If getting on all fours is uncomfortable for you, then try this version of the Cat/Cow. Stand facing a countertop, sink, or sturdy chair, and place your hands palms-down on the edge of it. Then take a step back so your arms extend forward and your back flattens like a tabletop.
From here, perform the cat/cow stretch by arching your back like an angry cat’s, then reverse the curve and extend it flat like a cow’s. Repeat this movement 5–10 times, performing 3–5 rounds throughout the day.
3. Chest Stretch
If you’re sore in your mid-back, I’ll bet you’re also tight in your chest muscles. The two often go hand-in-hand: tight chest muscles beget poor posture, and poor posture, characterized by rounded shoulders, can weaken the back muscles needed to maintain upright posture. So, to strengthen the back and improve posture, we need to stretch the tight chest muscles in the front and break the cycle of slouching and soreness.
Every senior should fight to maintain good posture as they age. Below are two ways to stretch tight chest muscles and help achieve that end.
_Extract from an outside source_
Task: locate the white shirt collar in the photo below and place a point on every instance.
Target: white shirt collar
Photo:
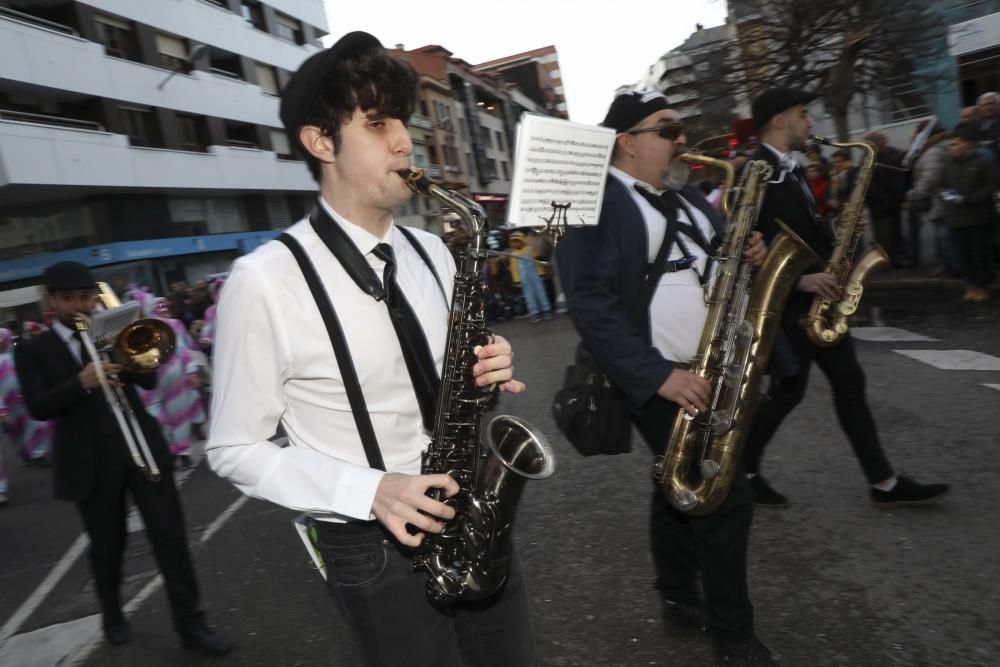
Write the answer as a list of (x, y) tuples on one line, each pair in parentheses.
[(362, 238)]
Stand with your back against the wall, and raise your arms up and to the side to make a “Y” shape. Next, slowly slide your arms up and down along the wall, as if you’re making snow “angels.”
The key to this movement is to maintain contact with the wall the whole time. As you reach up, you should feel a stretch in your chest.
Perform 10–15 repetitions of this stretch, up and down, 2–3 times a day.
Follow those wall angels with some chest-opening stretches. While standing tall against a wall, start with your arms extended straight in front of you with palms facing each other. Then open your arms out wide to the side, as if you are offering a hug.
As you open up your chest, allow your arms to go back as far as you comfortably can. You may even need to take a few steps forward from the wall to achieve a full range of motion.
Wherever you feel that stretch in your chest, hold the position for 5–10 seconds before returning to start. Repeat this stretch 10–15 times.
Stretches for Seniors: Final Thoughts
When performing a stretch routine like this one, make sure you are moving slowly and carefully. You should avoid fast or jerky movements that could cause sharp pain. A slow, controlled approach to stretching is always safer—and more effective—than a speedy session.
Finally, don’t forget to check with your doctor or physical therapist before engaging in a stretching or exercise routine. And remember to be consistent with whatever routine they recommend; the best results come from daily, deliberate habits!